Steve Martin is a multi-talented performer. Over a long career, he has become famous for his wild comedic personas, and many movies (The Jerk, Father of the Bride, Cheaper by the Dozen). Less well-known nowadays is his prodigious banjo skill (which he has occasionally exhibited during a few of his numerous SNL appearances). His album The Crow: New Songs for the Five-String Banjo demonstrates his remarkable talent and his proficiency for the difficult 5-finger clawhammer playing style (involving down-picking with the fingers, rather than using picks). The album is full of gorgeous songs, with guests such as Dolly Parton and Earl Scruggs contributing.

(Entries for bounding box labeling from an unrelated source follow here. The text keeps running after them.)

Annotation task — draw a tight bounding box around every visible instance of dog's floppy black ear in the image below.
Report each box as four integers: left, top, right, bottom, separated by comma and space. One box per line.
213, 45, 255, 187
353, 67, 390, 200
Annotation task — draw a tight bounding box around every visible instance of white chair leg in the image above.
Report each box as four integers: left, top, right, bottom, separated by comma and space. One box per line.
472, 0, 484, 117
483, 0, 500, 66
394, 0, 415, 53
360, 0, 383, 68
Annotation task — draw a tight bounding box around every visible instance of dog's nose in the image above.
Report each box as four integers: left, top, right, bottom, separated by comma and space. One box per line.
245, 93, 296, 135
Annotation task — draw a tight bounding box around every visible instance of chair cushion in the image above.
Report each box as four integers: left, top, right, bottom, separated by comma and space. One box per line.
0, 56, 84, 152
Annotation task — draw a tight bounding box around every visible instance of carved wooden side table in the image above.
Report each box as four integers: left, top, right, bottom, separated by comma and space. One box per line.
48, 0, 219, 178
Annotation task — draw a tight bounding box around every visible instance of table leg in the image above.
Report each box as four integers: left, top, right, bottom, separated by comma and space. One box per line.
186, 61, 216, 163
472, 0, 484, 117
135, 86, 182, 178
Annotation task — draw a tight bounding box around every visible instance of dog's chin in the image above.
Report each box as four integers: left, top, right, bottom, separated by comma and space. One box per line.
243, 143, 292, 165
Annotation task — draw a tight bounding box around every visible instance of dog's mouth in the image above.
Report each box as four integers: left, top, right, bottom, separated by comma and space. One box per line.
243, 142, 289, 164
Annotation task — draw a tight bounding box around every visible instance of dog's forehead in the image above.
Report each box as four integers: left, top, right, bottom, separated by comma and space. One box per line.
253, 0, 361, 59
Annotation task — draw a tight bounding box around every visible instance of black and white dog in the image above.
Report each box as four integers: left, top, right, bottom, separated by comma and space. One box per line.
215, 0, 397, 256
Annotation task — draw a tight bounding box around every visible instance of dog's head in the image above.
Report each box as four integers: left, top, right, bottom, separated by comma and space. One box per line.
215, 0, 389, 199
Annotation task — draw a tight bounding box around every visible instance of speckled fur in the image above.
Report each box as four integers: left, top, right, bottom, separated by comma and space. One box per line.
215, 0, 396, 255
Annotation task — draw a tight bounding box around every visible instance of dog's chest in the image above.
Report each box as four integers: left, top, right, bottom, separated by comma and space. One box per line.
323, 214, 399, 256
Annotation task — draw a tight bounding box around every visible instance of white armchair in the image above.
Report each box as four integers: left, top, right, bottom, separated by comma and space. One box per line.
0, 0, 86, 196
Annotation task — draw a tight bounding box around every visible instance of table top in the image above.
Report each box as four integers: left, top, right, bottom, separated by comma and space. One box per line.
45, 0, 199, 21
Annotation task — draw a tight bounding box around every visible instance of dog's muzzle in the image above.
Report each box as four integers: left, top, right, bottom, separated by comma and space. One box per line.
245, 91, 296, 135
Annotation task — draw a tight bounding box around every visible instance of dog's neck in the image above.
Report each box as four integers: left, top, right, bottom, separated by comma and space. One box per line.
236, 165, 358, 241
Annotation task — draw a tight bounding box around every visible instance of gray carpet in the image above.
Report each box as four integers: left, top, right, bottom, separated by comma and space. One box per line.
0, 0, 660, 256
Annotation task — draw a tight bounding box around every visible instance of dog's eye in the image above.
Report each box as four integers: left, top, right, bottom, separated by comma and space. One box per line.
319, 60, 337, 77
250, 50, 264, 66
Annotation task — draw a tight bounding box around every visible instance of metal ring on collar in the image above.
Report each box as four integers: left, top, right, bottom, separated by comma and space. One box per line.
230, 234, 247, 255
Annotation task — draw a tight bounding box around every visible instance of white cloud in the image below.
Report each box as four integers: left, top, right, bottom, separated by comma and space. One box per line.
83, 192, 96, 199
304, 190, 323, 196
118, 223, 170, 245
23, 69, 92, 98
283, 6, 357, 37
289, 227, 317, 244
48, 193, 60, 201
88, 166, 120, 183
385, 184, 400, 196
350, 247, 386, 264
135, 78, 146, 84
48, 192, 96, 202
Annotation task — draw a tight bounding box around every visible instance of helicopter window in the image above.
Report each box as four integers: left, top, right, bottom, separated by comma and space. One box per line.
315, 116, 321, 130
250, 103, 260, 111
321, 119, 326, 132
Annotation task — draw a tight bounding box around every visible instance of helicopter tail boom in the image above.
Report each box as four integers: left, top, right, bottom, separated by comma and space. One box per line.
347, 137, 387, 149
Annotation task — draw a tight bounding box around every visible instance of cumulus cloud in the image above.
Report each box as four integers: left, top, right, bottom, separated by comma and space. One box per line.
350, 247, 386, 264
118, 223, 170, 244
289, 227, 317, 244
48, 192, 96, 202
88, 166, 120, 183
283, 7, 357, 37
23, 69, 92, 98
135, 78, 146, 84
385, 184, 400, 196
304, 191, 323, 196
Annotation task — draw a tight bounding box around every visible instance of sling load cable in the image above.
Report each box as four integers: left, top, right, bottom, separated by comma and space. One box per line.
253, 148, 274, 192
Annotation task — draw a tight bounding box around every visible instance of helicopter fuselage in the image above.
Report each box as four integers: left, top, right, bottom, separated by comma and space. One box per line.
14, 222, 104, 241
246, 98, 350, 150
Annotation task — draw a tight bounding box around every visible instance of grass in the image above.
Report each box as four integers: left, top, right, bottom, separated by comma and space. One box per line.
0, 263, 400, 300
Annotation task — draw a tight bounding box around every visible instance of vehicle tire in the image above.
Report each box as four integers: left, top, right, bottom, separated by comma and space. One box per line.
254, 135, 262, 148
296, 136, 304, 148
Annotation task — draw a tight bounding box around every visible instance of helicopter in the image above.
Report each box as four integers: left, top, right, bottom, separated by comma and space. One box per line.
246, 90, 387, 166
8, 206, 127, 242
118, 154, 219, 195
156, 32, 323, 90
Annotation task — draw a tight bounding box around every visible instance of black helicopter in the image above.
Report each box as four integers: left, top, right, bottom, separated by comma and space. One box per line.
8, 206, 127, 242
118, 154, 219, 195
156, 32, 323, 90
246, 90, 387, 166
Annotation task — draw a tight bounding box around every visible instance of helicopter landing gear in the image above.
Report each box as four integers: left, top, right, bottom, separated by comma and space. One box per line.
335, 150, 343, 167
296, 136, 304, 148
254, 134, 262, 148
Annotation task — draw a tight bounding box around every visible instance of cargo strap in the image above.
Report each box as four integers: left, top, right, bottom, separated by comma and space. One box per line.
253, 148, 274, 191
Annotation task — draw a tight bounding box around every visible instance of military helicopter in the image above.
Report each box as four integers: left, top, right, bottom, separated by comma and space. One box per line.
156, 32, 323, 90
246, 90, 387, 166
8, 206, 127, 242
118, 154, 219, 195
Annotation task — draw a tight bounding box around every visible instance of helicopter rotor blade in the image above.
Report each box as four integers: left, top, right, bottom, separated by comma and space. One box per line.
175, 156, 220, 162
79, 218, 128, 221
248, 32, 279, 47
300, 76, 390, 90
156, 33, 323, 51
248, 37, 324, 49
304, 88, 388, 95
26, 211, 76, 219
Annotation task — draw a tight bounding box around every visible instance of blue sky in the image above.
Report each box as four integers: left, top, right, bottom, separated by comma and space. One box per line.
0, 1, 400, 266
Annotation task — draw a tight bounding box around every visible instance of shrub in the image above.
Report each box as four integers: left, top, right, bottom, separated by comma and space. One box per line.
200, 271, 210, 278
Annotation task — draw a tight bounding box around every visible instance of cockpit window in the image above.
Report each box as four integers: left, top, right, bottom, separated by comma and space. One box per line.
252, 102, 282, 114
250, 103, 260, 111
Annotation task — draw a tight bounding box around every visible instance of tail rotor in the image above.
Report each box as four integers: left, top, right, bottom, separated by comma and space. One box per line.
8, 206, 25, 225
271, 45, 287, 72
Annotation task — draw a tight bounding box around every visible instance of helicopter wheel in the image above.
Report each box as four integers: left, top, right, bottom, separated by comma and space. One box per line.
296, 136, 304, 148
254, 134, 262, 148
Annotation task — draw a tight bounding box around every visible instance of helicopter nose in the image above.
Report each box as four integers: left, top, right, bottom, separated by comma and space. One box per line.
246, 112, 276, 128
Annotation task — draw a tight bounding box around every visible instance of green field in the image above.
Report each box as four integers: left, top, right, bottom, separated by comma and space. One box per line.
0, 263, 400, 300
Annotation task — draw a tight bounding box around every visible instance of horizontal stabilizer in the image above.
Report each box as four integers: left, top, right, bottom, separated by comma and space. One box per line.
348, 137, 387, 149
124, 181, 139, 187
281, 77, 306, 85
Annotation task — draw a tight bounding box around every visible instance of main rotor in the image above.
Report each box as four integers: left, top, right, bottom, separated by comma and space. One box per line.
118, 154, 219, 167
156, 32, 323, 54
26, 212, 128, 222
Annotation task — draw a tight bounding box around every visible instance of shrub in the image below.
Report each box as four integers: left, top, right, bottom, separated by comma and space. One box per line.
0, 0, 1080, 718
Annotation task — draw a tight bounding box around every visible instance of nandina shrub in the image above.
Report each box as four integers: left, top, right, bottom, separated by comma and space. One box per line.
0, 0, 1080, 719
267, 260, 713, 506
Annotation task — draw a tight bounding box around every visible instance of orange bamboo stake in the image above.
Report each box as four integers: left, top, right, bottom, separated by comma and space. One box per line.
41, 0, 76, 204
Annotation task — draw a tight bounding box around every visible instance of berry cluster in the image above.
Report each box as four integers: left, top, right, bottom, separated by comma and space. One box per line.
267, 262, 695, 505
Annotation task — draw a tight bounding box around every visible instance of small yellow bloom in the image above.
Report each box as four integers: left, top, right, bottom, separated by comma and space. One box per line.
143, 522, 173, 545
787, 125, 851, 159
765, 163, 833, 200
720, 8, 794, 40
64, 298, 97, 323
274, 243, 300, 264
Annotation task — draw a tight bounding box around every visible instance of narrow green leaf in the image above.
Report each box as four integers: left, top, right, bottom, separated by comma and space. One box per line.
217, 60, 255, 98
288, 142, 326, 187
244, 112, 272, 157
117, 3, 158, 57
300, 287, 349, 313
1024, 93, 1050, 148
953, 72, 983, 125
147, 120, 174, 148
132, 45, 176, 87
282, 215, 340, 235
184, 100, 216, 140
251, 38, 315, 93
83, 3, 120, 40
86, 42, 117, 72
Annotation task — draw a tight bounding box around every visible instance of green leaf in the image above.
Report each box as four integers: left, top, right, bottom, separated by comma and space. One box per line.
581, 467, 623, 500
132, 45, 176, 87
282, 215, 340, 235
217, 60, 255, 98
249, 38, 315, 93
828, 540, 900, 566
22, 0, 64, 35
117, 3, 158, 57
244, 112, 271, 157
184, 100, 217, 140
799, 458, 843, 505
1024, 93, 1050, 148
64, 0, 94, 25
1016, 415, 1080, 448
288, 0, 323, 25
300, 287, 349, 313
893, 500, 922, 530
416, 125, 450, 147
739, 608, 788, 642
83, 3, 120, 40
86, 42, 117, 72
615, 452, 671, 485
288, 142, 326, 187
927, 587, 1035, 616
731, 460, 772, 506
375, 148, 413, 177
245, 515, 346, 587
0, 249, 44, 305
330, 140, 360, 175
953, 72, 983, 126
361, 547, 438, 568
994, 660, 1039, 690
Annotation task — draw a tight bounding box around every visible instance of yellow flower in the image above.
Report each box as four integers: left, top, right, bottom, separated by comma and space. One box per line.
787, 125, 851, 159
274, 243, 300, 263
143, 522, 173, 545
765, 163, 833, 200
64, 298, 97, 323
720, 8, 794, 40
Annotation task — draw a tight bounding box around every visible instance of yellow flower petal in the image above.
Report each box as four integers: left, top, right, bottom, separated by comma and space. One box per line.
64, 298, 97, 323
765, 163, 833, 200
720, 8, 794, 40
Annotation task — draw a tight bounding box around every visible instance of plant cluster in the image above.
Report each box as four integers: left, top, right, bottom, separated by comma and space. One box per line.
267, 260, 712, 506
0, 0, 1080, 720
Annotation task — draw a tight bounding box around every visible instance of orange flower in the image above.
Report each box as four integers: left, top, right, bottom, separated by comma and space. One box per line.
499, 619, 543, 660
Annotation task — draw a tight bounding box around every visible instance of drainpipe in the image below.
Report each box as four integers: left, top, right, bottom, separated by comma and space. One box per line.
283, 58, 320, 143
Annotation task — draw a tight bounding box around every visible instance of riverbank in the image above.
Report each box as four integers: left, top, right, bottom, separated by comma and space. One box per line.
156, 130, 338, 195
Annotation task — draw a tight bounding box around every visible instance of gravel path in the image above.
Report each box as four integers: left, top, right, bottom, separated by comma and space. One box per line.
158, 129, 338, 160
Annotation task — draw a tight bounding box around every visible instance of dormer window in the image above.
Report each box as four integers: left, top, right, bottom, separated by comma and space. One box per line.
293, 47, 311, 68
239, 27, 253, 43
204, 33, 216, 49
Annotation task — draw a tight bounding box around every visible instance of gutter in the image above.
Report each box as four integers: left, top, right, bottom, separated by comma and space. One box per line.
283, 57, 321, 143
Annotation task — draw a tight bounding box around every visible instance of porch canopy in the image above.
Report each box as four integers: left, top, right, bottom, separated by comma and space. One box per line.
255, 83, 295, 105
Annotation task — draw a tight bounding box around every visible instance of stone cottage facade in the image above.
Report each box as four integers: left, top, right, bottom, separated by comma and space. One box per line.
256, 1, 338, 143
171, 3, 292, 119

“Daddy Played the Banjo” is the first song on the album and a strong opener. Tim O'Brien's delivery mixes well with Martin & Earl Scruggs' banjo work, with neither detracting nor distracting from the other. The narrative somehow manages to be both wistful and comforting without being schmaltzy. O'Brien sings of a child's memories of his father playing the banjo. Eventually, the child's father introduces him to the instrument, creating lasting memories. Towards the end of the song, we hear of music's power to evoke and solidify memories, even those that are just imaginary. Perfectly complementing the story are the instrumental banjo portions of the song, which are both memorable and distinctive. This song seems to be a perfect fit for a self-reflective playlist or perhaps for indulging in a bit of nostalgia.
The rest of the album is full of similarly high-quality songs, but with some variance in mood. It was very difficult to choose between “Daddy Played the Banjo” and “Freddie's Lilt,” a quicker but similarly superb Celtic-sounding tune. Other highlights include “Words Unspoken” and “Pitkin County Turnaround,” though there isn't a single dud in the album.